Davi tem outra explicação:
— Além da forte carga emocional a conotação foi outra.
São experiências assim que marcam a gente para todo o sempre. Foi, apesar de tudo, uma experiência fecunda para eles. Tornaram-se um casal exemplar. Admiro o respeito entre os dois e o cuidado que ela dispensa ao marido nas horas mais incomodas. Como acontece todos as noites na hora de deixar o bar e voltar para casa:
Davi Carlos... tá na hora... vamos para casa... menino já chega.

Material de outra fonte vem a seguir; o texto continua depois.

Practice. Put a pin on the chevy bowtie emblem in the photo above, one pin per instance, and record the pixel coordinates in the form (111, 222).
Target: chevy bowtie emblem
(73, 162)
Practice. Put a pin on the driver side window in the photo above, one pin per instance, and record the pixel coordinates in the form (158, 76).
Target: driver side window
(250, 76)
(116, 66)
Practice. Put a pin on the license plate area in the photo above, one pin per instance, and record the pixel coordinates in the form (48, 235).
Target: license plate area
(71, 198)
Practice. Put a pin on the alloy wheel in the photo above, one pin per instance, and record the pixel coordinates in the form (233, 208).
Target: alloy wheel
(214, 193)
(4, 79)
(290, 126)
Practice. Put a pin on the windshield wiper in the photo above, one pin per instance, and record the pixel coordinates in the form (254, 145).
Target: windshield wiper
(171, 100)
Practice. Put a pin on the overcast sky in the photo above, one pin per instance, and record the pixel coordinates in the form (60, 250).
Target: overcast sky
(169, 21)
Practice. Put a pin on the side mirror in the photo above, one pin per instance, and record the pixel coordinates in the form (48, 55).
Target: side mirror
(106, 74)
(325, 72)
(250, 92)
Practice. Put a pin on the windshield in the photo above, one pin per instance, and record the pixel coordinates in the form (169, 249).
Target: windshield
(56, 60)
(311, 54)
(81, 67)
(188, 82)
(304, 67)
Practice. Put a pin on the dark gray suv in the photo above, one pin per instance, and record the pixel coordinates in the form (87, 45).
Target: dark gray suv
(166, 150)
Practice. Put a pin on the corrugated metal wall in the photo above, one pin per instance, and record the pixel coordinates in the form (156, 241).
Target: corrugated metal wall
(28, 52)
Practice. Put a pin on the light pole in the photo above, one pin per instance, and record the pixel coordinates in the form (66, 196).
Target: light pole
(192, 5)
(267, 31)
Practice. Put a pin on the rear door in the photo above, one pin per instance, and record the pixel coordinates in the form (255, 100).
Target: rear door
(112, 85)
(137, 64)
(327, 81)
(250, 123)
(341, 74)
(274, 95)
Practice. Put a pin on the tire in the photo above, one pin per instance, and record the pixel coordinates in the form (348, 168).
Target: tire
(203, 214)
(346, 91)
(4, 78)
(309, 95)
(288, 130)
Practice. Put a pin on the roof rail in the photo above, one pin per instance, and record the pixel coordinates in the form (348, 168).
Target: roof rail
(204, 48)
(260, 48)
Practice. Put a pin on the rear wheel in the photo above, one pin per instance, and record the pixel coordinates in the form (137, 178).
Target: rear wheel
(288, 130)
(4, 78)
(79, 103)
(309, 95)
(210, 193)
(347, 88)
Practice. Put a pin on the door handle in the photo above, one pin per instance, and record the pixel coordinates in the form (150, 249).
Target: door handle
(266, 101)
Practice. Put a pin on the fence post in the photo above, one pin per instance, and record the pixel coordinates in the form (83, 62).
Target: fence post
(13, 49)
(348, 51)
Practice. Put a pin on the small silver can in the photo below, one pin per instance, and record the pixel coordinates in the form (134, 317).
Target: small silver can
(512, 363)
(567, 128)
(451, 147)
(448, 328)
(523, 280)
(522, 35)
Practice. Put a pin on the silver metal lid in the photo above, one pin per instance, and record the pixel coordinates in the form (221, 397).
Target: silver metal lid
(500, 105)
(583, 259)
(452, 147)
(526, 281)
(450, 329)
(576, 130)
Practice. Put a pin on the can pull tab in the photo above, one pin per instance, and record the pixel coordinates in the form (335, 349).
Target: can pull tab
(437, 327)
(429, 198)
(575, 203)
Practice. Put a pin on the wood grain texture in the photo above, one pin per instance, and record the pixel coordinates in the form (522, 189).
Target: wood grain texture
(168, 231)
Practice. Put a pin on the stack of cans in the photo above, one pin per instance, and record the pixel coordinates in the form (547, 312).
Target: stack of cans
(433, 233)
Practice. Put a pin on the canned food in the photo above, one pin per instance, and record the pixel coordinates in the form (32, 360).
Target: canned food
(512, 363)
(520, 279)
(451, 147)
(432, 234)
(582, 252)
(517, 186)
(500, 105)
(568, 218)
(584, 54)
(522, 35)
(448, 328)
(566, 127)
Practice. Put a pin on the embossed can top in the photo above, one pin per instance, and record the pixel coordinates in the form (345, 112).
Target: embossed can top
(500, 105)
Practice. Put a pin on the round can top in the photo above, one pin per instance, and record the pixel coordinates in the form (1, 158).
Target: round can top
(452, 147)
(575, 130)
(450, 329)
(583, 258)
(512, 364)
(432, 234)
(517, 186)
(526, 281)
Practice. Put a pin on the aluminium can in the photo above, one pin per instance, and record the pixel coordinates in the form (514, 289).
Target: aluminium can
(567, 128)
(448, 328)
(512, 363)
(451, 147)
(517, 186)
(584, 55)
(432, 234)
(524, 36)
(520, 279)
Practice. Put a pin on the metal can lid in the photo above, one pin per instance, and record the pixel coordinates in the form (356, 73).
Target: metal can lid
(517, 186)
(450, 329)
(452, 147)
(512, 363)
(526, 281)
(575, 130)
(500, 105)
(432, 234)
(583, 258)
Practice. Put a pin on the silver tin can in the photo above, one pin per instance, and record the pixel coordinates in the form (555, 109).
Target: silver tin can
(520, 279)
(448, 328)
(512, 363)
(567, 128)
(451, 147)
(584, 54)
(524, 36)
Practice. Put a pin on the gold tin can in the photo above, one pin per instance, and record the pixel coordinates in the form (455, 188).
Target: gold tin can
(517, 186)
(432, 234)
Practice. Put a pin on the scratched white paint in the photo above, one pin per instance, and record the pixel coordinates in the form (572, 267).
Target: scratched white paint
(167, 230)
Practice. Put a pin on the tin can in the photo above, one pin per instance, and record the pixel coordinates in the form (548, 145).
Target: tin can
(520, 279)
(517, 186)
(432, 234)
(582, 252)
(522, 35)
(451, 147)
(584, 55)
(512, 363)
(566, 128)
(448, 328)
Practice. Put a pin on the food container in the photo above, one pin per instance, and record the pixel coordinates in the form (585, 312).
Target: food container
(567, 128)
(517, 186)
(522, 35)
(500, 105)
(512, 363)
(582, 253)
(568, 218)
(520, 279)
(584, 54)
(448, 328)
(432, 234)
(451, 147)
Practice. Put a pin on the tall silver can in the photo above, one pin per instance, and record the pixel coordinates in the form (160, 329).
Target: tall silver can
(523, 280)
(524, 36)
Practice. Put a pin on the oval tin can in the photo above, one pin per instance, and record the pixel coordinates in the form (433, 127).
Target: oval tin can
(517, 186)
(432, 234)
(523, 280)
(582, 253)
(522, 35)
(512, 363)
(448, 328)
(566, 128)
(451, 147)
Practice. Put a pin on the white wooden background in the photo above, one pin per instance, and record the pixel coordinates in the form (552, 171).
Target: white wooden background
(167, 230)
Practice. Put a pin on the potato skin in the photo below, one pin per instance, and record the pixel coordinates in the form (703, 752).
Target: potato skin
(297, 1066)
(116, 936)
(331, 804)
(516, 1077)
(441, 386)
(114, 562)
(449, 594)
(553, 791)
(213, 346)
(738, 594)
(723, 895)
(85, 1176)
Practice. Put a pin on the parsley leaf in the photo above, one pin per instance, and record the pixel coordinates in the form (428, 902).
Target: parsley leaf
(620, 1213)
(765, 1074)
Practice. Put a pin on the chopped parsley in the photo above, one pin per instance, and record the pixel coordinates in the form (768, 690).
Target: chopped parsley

Ela nunca precisa repetir mais do que 10 ou 20 vezes. Ele finalmente abre os olhos, se levanta e vai, sem questionar, para casa.
Só uma vez na minha vida vi a Jozenilda ficar zangada com o Davi. Aconteceu num ensaio de uma escola de samba. Foi por causa de uma passista, uma morena bonita mas com pesadas marcas do tempo. Estava com uma fantasia sumária e um enorme topete na cabeça. Ela olhou para o Davi, sorriu e o chamou para dançar. Davi que não gosta de contrariar ninguém, aceitou o convite. Dançaram uma meia hora. Tempo suficiente para germinar na cabeça da esposa aquilo que uma mulher tem de pior: o ciúme. E o ciúme transformou o beijo inocente e trivial que Davi deu na passista num ato reprovável. Naquela noite, Jozenilda se mostrou uma mulher insensata e ciumenta. Foi somente com muito custo, que a fizemos entender que a morena só estava interessada no borogodo do Davi, e ele por sua vez, só quis ser simpático. No final, como é de praxe, Jozenilda chorou, pediu desculpas ao marido, que generoso como é, foi complacente. Depois ela se desfez em carinhos, se tornou mais dependente, e como manda o figurino, ficou ainda mais submissa. No outro dia acordou cedo, lavou, passou, arrumou a casa, preparou café e ovos fritos para o marido que ainda dormia. Antes de sair para o trabalho, ainda com muito remorso, escreveu um bilhete dizendo que voltaria cedo para fazer o almoço: que ele não se preocupasse. Uma mulher feliz torna mais fácil a vida difícil dos homens.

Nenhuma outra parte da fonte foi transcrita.